Japanese exports rose more than forecast in April, providing support for an economy that’s expanded for two straight quarters after a recession in 2014.

The value of overseas shipments rose 8 percent from a year earlier, the Ministry of Finance said on Monday, compared with a median estimate for a 6 percent increase. Imports slid 4.2 percent, leaving a 53.4 billion yen ($440 million) trade deficit. Japan’s exports exceeded imports in March for the first time in almost three years.

Building strength in large exporting companies has been one of the key strengths of Prime Minister Shinzo Abe’s economic policies as the yen’s decline boosts the competitiveness of Japanese products overseas. The International Monetary Fund said on May 22 that weaker-than-expected growth in China and the U.S. could trip Japan’s export-led recovery.
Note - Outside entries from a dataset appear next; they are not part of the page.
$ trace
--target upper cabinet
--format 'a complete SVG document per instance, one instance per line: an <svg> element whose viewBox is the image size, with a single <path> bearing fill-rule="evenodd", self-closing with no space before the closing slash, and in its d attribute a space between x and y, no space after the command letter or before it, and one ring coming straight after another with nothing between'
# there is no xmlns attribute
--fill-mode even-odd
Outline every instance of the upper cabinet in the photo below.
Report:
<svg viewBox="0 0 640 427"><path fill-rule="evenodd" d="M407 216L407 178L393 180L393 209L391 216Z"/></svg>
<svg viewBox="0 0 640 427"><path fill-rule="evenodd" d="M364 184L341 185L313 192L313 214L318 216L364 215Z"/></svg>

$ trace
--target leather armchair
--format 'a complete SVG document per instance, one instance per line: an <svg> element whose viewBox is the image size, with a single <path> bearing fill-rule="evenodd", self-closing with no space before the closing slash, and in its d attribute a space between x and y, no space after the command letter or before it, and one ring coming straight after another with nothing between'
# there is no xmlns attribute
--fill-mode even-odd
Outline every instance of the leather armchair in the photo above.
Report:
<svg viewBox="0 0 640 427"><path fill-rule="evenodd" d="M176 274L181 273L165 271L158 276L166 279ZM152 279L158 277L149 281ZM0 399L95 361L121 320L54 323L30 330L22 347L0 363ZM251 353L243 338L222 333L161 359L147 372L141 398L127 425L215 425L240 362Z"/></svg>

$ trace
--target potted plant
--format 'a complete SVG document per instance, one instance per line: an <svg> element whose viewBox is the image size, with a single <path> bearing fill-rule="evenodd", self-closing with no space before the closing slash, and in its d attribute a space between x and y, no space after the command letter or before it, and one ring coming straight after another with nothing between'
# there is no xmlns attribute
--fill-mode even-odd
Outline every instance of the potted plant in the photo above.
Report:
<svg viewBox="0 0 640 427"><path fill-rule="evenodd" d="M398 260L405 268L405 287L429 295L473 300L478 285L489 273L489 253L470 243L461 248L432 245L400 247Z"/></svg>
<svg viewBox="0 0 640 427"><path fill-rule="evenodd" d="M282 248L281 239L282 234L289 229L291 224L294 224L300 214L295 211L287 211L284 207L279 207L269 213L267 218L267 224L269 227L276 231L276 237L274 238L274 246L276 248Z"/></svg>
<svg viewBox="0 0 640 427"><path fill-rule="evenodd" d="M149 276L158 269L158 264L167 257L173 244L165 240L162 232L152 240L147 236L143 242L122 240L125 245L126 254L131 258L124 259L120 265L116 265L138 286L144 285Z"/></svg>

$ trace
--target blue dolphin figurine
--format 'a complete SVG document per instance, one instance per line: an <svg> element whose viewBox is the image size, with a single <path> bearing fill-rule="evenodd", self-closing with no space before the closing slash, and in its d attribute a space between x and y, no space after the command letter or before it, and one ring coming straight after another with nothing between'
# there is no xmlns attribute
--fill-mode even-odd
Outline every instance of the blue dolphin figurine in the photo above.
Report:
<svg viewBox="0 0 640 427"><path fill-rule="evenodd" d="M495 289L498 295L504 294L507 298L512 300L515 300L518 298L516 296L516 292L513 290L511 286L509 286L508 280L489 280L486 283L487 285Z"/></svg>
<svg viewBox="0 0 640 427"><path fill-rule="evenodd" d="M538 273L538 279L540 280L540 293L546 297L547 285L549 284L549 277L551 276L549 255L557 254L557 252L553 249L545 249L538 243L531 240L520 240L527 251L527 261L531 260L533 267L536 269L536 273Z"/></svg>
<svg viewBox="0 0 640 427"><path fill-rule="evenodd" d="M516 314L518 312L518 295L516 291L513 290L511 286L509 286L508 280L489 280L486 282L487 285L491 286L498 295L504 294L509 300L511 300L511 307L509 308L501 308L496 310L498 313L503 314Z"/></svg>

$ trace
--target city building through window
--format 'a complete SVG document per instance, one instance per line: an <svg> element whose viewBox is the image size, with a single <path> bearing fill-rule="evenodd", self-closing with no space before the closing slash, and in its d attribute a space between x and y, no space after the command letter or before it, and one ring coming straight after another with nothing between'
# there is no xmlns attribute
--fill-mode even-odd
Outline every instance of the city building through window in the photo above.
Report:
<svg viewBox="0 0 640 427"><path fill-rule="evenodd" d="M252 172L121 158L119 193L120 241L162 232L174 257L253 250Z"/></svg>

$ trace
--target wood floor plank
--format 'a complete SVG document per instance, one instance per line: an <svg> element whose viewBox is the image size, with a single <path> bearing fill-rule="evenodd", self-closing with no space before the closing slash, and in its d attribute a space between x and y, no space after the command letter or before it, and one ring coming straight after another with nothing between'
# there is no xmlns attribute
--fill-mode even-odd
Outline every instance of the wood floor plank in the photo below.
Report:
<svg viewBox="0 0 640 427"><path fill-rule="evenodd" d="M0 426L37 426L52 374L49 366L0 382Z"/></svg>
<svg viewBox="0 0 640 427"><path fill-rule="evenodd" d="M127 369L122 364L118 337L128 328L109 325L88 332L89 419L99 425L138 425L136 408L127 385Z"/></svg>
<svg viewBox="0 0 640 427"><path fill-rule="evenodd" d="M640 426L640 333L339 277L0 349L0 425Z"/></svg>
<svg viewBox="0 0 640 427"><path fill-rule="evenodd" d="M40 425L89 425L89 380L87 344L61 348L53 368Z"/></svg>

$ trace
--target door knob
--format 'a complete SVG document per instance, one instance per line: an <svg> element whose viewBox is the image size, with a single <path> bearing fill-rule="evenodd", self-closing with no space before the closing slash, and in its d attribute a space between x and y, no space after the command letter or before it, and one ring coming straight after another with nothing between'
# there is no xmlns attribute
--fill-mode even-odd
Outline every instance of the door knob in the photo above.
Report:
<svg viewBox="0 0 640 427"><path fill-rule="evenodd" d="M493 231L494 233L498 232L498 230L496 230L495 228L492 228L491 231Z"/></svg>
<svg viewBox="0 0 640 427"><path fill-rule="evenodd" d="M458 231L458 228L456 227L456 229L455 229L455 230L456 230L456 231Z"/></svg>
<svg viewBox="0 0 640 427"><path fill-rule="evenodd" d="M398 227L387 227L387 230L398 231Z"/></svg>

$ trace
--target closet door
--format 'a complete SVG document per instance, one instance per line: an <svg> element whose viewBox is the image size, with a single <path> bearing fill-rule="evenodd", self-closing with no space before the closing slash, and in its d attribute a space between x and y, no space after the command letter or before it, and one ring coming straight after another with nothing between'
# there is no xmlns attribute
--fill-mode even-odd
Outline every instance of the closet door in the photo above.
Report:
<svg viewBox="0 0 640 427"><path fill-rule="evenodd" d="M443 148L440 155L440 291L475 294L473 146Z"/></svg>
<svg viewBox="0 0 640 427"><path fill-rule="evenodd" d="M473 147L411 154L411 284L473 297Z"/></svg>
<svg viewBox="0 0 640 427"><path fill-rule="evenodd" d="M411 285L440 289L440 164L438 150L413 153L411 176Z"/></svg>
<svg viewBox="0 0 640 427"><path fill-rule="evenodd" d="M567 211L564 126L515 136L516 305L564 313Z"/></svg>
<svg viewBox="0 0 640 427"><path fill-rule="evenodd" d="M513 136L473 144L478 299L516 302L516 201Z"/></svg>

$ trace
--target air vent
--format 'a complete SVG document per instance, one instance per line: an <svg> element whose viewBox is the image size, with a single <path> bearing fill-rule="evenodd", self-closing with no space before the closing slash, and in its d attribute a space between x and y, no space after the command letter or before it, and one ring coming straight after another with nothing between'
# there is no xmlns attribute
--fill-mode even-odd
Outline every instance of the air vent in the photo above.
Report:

Shipments to the U.S. rose 21 percent, and those to China were up 2.4 percent from a year earlier.

Japan’s economy expanded 0.6 percent from the previous quarter in the three months through March, beating forecasts, with net exports subtracting 0.2 percentage point from growth.

The International Monetary Fund said Japan’s economy will grow about 1 percent in 2015 and 1.25 percent in 2016 due to recovery in exports and stronger domestic consumption in a statement.